Stunned, clutching at his wound, Ryan collapsed back against a Ford Explorer.
She turned and walked away at a brisk pace toward the parallel row of cars, but she did not run.
The blade had been so sharp, it slit his shirt without pulling the threads, as cleanly as a straight razor slashing through one sheet of newspaper.
Reaching cross-body, right hand slick with blood, he frantically traced the wound. It was not ragged enough to be a laceration, more like an incision, about four inches long, too shallow to require stitches, not mortal, just a warning cut, but deep enough to have discernible lips.
He looked up and saw that, as petite as she was, she would swiftly disappear through the crowded rows of cars, perhaps in one of which she would escape.
Shock had silenced him. Now that he thought to shout for help, he could summon only a wheeze.
Looking for someone to call to his aid, Ryan surveyed the surrounding lot. In the distance, two cars moved away along the trunk road from which the rows of parking spaces branched.
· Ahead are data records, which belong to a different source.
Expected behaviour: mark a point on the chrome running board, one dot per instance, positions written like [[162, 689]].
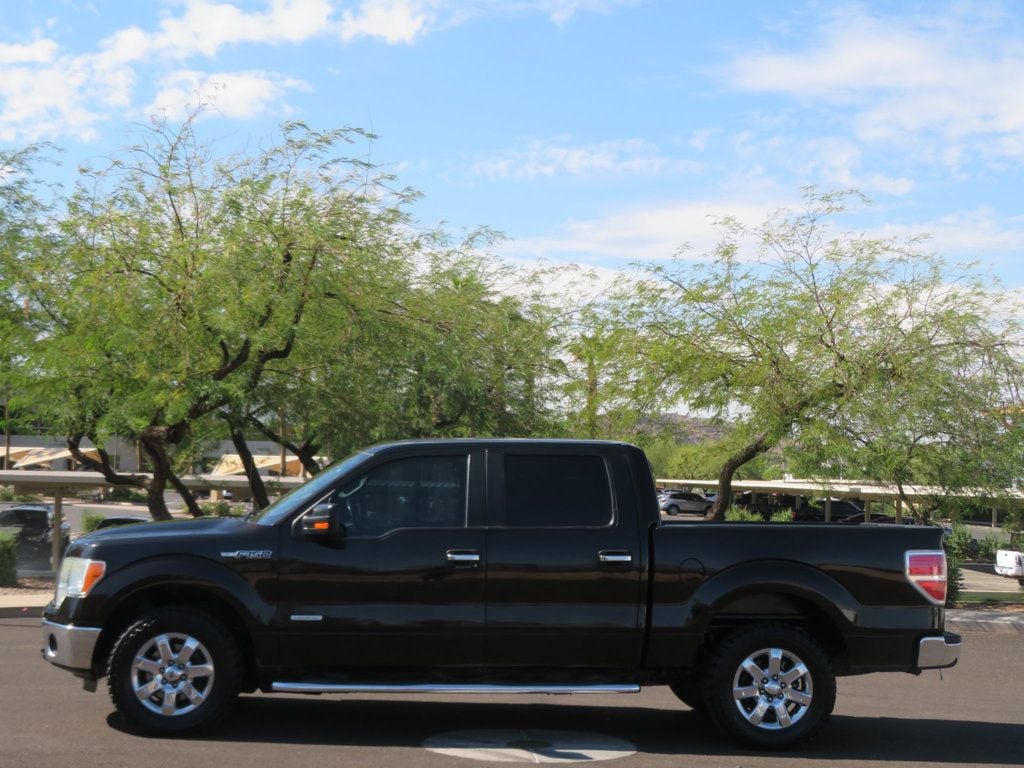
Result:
[[450, 688]]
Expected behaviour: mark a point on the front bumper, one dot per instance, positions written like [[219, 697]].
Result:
[[69, 646], [938, 652]]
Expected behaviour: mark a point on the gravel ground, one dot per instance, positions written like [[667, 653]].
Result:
[[29, 585]]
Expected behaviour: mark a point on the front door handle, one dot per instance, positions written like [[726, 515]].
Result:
[[614, 557], [463, 556]]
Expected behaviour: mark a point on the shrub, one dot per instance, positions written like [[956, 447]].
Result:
[[91, 520], [958, 543], [988, 545], [954, 581], [8, 560], [738, 514]]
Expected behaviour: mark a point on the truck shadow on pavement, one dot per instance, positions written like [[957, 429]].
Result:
[[407, 723]]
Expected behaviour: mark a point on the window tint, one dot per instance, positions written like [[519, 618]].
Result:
[[556, 492], [424, 492]]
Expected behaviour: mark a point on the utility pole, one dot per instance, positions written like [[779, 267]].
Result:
[[284, 451], [6, 432]]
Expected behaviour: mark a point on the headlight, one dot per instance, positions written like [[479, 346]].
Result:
[[77, 577]]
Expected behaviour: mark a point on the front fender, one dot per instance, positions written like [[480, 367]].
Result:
[[180, 572]]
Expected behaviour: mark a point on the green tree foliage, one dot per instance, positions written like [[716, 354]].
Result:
[[839, 346], [185, 297]]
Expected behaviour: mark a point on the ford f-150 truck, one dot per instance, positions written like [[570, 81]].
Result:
[[496, 566]]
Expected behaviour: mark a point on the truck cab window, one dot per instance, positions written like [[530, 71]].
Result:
[[556, 492], [425, 492]]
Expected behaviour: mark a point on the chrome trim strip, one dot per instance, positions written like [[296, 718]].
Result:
[[603, 557], [450, 688], [462, 557], [74, 645], [938, 652]]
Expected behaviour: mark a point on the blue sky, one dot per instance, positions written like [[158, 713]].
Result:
[[595, 131]]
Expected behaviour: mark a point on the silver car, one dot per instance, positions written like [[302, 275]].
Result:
[[674, 502]]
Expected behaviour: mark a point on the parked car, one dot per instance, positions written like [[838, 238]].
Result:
[[495, 566], [1010, 563], [33, 526], [118, 520], [682, 501]]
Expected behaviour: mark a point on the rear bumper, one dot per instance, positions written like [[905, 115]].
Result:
[[938, 652], [69, 646]]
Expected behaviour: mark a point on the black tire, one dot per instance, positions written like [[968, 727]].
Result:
[[206, 682], [688, 691], [804, 695]]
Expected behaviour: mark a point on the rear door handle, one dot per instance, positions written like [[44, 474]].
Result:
[[614, 557], [463, 556]]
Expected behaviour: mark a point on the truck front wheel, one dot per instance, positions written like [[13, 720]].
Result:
[[173, 671], [769, 686]]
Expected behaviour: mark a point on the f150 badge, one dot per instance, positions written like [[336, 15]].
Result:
[[249, 554]]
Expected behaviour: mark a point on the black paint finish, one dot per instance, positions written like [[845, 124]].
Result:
[[632, 597]]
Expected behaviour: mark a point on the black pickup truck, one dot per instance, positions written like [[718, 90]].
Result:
[[496, 566]]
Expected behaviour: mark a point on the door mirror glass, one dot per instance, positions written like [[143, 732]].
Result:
[[322, 523]]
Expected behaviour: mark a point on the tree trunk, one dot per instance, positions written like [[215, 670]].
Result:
[[6, 433], [260, 499], [156, 484], [724, 499]]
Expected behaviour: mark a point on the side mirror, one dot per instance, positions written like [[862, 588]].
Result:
[[322, 524]]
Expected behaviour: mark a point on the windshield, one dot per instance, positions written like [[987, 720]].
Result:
[[308, 492]]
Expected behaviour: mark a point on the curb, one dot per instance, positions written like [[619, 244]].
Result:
[[35, 611]]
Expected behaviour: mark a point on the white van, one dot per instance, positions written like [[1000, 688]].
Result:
[[1010, 563]]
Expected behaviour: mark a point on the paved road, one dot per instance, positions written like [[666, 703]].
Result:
[[974, 717]]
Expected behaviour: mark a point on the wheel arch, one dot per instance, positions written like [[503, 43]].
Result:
[[757, 592], [210, 587]]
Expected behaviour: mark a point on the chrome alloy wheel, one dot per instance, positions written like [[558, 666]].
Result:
[[772, 689], [172, 674]]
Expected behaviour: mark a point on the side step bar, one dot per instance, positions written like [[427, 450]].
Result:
[[313, 687]]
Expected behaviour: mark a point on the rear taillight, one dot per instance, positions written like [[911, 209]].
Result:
[[927, 571]]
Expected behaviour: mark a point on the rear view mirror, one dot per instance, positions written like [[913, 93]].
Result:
[[322, 523]]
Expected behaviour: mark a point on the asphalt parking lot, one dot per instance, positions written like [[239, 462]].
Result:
[[974, 716]]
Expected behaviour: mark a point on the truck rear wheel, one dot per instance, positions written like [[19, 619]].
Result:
[[769, 686], [173, 671]]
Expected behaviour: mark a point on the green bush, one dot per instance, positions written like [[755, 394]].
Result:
[[988, 545], [958, 544], [738, 514], [91, 520], [954, 580], [8, 560]]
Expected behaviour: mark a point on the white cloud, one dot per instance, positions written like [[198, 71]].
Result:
[[44, 94], [642, 233], [206, 27], [966, 235], [558, 158], [835, 162], [38, 51], [391, 20], [237, 95], [952, 77]]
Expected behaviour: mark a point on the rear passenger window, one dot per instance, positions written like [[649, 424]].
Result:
[[556, 492]]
He saw three people on foot, but none nearby.
The woman with the knife vanished among the vehicles, as if she liquefied into the glass glare, into the heat rising off blacktop.
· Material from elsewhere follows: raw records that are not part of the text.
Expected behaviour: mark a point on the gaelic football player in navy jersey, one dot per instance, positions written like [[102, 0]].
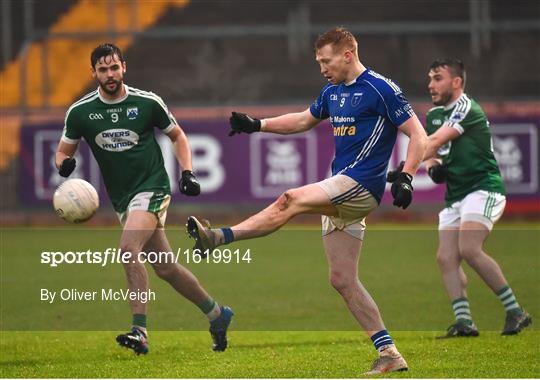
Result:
[[366, 110]]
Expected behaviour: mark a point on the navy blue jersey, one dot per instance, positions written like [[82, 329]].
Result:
[[364, 115]]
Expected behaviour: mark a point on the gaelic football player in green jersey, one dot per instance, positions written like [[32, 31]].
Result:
[[460, 153], [117, 122]]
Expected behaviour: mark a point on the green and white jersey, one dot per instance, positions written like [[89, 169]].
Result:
[[121, 136], [470, 160]]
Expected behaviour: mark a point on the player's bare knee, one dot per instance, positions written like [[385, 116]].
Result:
[[470, 253], [446, 260], [164, 271], [341, 281]]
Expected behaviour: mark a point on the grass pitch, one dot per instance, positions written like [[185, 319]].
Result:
[[288, 323]]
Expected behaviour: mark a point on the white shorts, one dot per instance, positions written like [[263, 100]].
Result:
[[480, 206], [155, 203], [353, 203]]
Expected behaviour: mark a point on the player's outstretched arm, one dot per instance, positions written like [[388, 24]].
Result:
[[188, 183], [402, 186], [284, 124], [443, 135], [417, 144], [64, 160]]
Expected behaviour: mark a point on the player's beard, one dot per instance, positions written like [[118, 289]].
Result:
[[113, 92], [444, 99]]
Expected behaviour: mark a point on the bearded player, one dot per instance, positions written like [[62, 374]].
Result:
[[117, 121], [460, 153]]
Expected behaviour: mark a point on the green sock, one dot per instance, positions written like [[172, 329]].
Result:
[[462, 310], [508, 299], [139, 320]]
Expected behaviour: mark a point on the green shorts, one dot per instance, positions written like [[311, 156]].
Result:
[[155, 203]]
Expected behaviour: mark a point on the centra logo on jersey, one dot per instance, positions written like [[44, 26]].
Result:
[[95, 116], [345, 130], [117, 140]]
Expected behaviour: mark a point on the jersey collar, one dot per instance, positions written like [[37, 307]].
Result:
[[356, 79], [451, 105], [115, 101]]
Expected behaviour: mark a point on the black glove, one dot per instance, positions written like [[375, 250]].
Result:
[[402, 190], [188, 184], [240, 122], [438, 173], [393, 174], [67, 167]]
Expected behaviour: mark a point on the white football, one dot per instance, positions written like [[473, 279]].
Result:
[[75, 200]]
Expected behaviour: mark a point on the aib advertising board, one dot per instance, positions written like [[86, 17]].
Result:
[[259, 167]]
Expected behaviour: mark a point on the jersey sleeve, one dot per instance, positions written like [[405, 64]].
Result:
[[393, 102], [319, 108], [71, 133], [163, 118], [430, 128], [462, 115]]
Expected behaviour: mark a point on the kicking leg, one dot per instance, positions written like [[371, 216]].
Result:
[[309, 199]]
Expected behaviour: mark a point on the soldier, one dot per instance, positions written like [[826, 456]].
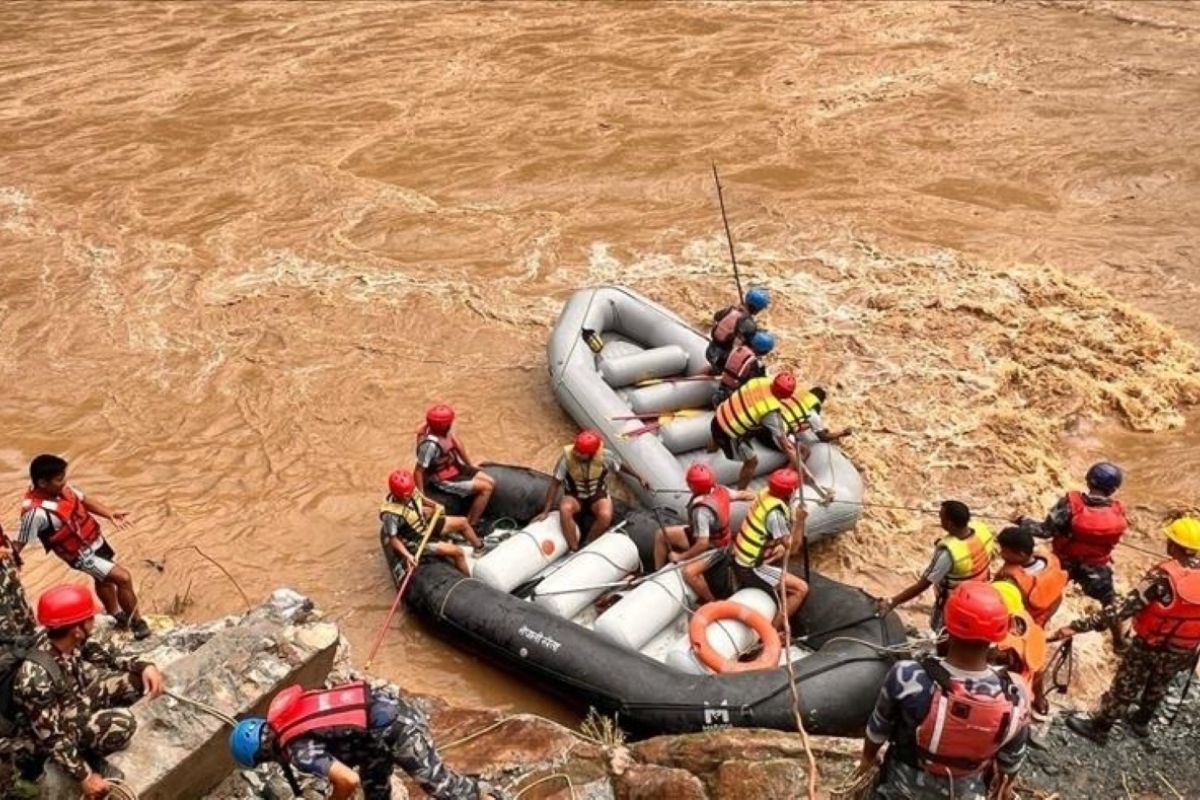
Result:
[[354, 737], [1165, 611], [72, 690]]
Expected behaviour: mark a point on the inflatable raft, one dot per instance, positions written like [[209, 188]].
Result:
[[652, 362], [597, 629]]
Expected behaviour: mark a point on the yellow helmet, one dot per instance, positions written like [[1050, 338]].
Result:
[[1011, 595], [1185, 531]]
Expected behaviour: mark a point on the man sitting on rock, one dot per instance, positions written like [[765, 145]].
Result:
[[72, 689], [353, 735]]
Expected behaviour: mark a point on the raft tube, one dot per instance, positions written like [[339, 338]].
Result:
[[652, 361], [839, 677]]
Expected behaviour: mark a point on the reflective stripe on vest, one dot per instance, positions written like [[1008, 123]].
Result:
[[413, 512], [753, 536], [718, 501], [1176, 624], [1042, 591], [294, 714], [585, 479], [971, 555], [78, 529], [745, 408], [1095, 531], [445, 465]]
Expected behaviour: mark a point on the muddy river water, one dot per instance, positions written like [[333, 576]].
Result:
[[243, 246]]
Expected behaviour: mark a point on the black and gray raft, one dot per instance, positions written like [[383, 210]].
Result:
[[597, 630]]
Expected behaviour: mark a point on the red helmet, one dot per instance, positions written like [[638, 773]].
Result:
[[784, 385], [401, 483], [977, 613], [701, 479], [587, 443], [65, 606], [784, 482], [439, 417]]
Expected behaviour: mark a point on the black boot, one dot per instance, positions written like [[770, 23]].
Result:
[[1090, 728]]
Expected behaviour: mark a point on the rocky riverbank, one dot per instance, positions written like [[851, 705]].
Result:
[[234, 665]]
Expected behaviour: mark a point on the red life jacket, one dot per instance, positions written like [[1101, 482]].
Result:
[[1176, 624], [961, 732], [726, 326], [295, 713], [718, 501], [78, 531], [1095, 531], [447, 465], [739, 367]]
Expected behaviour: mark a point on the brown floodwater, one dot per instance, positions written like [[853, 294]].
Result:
[[243, 246]]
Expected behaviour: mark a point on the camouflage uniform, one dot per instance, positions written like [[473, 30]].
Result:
[[1145, 672], [396, 735], [78, 715]]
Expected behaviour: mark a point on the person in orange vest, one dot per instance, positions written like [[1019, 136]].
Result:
[[443, 463], [354, 735], [64, 519], [708, 519], [1084, 529], [582, 473], [964, 554], [949, 722], [1038, 576], [1165, 612]]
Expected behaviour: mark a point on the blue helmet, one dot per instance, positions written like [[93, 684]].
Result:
[[757, 299], [246, 740], [762, 342], [1104, 477]]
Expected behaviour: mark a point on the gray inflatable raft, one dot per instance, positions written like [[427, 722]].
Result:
[[652, 362]]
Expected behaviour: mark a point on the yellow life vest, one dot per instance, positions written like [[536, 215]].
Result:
[[745, 408], [413, 513], [972, 555], [585, 479], [796, 411], [753, 536]]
Ryan possessed his full voice now, but only cursed quietly, having had time for second thoughts about making a public spectacle of himself. Anyway, she was gone, beyond finding.
He crushed a few lilies underfoot, without intention, as he made his way to the dropped book, which he plucked off the pavement with his clean hand.
At his ’32 Ford coupe, perspiration dripped off his brow onto the trunk lid as he fumbled in a pants pocket for his keys. He had broken out in a sweat that had nothing to do with the warm day.
In the trunk he kept a tool kit for road repairs. With it were a moving blanket, a few clean chamois cloths, a roll of paper towels, and bottled water, among other items.
He stuffed a chamois through the tear in his shirt and pressed it to the wound, clutching his arm to his side to hold the cloth in place.
After he washed his bloody hand with bottled water, he half opened the folded moving blanket and draped it over the driver’s seat.